“AI” Chatbots as Language Conversation Partners

Large Language Models (LLMs) such as ChatGPT or other “AI” Chatbots can produce coherent and grammatical text, but does this make them good proxy conversational partners for students in language courses? I recently led a roundtable discussion on some of the problems and possibilities my elementary French students and I experienced when using ChatGPT to practice written conversational French. Below are some (anonymized and paraphrased) chat logs from the chatbot conversations, as well as student commentary.

My elementary French students had the option to complete certain “partner chat” activities using ChatGPT. They prompted ChatGPT to “write like a first-year French student”. Hilarity ensued:

PromptChatGPT Reply
(Discussing food, prompted to write like a first-year French student)“I do not often go out to eat, since I am a first-year student and try to maintain my budget.”
“Eh, being a first-year student, I don’t think about calories when I go out to eat.” “For my part, as a first-year student, I don’t have a lot of experience preparing my own food.”
“Do you like to play music?”“No. I am learning French and I am here to help you with the language. Do you have any questions about French?”
“Do you dance well, or poorly?”“As an AI language model, I do not have the physical capacity to dance.”
“Do you like sports?”“As an AI language model, I do not have preferences or the capacity to like sports.”

Student comments:

  • The AI kept writing multiple-paragraph responses even when prompted not to;
  • It gave lengthy and extended responses which may be slightly unrealistic, especially for first-year students;
  • It would not ask questions unless I prompted it to, after which the conversation flowed more naturally;
  • It was boring knowing I was not interacting with or getting to know a real human;

My own experiences:

  • I incorrectly named a painting, and ChatGPT asserted that it was real and made up an intention by the artist;
  • When prompting ChatGPT to write briefer replies, it sometimes goes back to writing lengthier responses after a few messages;
  • I asked ChatGPT to rewrite its response “without using the conditional mood”. It sent the exact same response (containing verbs in the conditional mood), and then asserted that it had removed all of the offending verbs.
LLMs can:
* Produce grammatical, coherent text almost instantaneously
LLMs cannot:
* Apply metalinguistic constraints from prompts (e.g., “use the past tense”);
* Apply “competence level” constraints (e.g., “write at the novice level”) ;
*Maintain a role-play role completely divorced from its protocol to be a helpful chatbot; or
*Maintain informational consistency in the conversation (i.e., it lies and doesn’t “remember” what it says)

In short: the generalized “AI chatbots” that use predictive text generation, as trained on a broad swath of language data, do not make for good conversation partners.

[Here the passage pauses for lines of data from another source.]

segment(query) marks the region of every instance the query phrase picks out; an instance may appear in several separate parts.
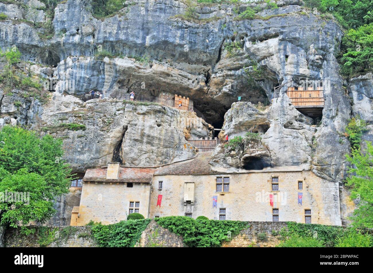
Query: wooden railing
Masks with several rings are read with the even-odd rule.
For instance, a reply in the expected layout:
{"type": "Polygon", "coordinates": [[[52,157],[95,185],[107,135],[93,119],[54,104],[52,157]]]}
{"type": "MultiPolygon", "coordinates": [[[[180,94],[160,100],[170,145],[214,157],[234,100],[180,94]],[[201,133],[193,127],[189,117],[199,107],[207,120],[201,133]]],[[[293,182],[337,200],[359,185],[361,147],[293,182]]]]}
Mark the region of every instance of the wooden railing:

I have no doubt that an LLM could be trained to recognize certain metalinguistic parameters, and companies like Duolingo may be doing just that.

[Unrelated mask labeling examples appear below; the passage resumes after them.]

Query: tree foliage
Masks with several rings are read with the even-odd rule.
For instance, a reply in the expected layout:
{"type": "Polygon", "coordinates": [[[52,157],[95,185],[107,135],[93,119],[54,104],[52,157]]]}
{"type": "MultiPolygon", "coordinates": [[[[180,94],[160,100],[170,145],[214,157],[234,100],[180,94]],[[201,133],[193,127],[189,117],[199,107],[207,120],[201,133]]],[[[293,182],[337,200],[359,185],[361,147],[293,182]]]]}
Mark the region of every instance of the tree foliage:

It should be noted, however, that this sort of LLM training has so far involved the exploitation of underpaid human workers in the global south.

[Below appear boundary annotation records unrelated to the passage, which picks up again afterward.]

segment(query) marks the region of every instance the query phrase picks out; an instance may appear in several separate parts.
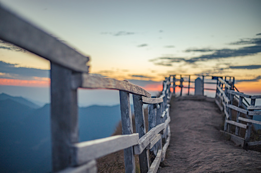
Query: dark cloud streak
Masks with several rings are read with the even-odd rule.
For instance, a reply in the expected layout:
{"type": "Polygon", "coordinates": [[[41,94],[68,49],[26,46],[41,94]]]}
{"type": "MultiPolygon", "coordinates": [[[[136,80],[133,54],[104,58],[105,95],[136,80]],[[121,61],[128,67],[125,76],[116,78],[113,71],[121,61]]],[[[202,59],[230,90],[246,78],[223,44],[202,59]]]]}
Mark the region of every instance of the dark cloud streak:
{"type": "Polygon", "coordinates": [[[236,83],[243,82],[257,82],[261,79],[261,76],[258,76],[255,78],[252,79],[243,79],[240,80],[236,80],[236,83]]]}
{"type": "Polygon", "coordinates": [[[33,68],[16,67],[16,64],[8,63],[0,61],[0,72],[8,73],[9,75],[18,75],[25,77],[36,77],[49,78],[49,70],[43,70],[33,68]]]}
{"type": "Polygon", "coordinates": [[[148,46],[148,44],[139,44],[139,45],[138,45],[137,46],[137,47],[146,47],[146,46],[148,46]]]}
{"type": "Polygon", "coordinates": [[[214,59],[252,56],[261,52],[261,38],[241,39],[239,41],[230,44],[236,45],[255,44],[255,45],[245,46],[237,49],[188,49],[185,51],[186,52],[213,52],[211,54],[203,55],[190,59],[186,59],[183,57],[158,57],[149,61],[154,62],[155,65],[170,66],[172,63],[174,62],[184,62],[188,64],[193,64],[197,62],[205,62],[214,59]]]}
{"type": "Polygon", "coordinates": [[[101,33],[103,35],[111,35],[114,36],[121,36],[126,35],[134,35],[136,33],[134,32],[128,32],[125,31],[121,31],[116,32],[103,32],[101,33]]]}
{"type": "Polygon", "coordinates": [[[254,69],[261,68],[261,65],[250,65],[242,66],[230,66],[229,68],[254,69]]]}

And what would the potential benefits be, of the hypothetical end goal: a robot language tutor that always uses i+1 language? Language is a social tool, so students using the conversation-tutor bot would not really be using language socially. The best bot could still only provide decontextualized conversational practice, with no linguistic goal for the learner other than the practice itself. Perhaps useful to an extent, but socially isolating, as its operation presupposes that language development happens entirely internally.